Fighting for the Kingdom of Christ
Thursday, December 16, 2010 at 9:40PM Mornay’s Vindiciae Contra Tyrannos is nothing if not thorough, and alongside its complex arguments for the legitimacy of armed resistance to civil tyranny, it mounts a parallel case for the right of armed resistance to religious persecution. While this may seem unsurprising at first, as religious persecution was the chief form of tyranny that prompted the writings of the Huguenot resistance theorists, this is actually quite a remarkable move. For Mornay is of course not saying, as a modern might, that religious persecution constitutes a violation of one of a citizen’s core liberties, thus justifying forcible resistance in defence of liberty toward an authority that has overstepped its bounds. Mornay is ahead of his time, but not that ahead. Rather, what Mornay ends up arguing is that religion as such--the Church as such--is defensible by arms.

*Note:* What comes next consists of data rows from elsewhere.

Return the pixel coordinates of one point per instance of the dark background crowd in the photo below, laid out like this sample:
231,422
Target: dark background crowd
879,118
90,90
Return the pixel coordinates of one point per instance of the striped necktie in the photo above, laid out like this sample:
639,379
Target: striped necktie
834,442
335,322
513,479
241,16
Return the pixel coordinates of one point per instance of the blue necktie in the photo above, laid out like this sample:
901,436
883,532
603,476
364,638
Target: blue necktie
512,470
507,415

Such a move, it would seem, throws a big wrench into the gears of a two kingdoms theory. Most Reformation theorists, while happy to admit various kinds of civil oversight of and protection of religion, and earnest to develop justifications for resistance to rulers aiming to stamp out Protestantism, affirmed a sharp distinction between the coercion that could and should be wielded in protection of the civil kingdom, and the peacefulness and exclusive use of spiritual weapons that must operate in the spiritual kingdom. Hence resistance theories always appealed to the need to defend the commonwealth--not the Church as such--against the depredations of rulers who were oppressing the true religion upon which, it was argued, the commonwealth depended. The reason for this kind of two kingdoms distinction was straightforward--their whole goal was to refute any papist idea of the Church as an independent polity, a trans-national kingdom which might wield coercive power or on behalf of which coercive power should be mobilized.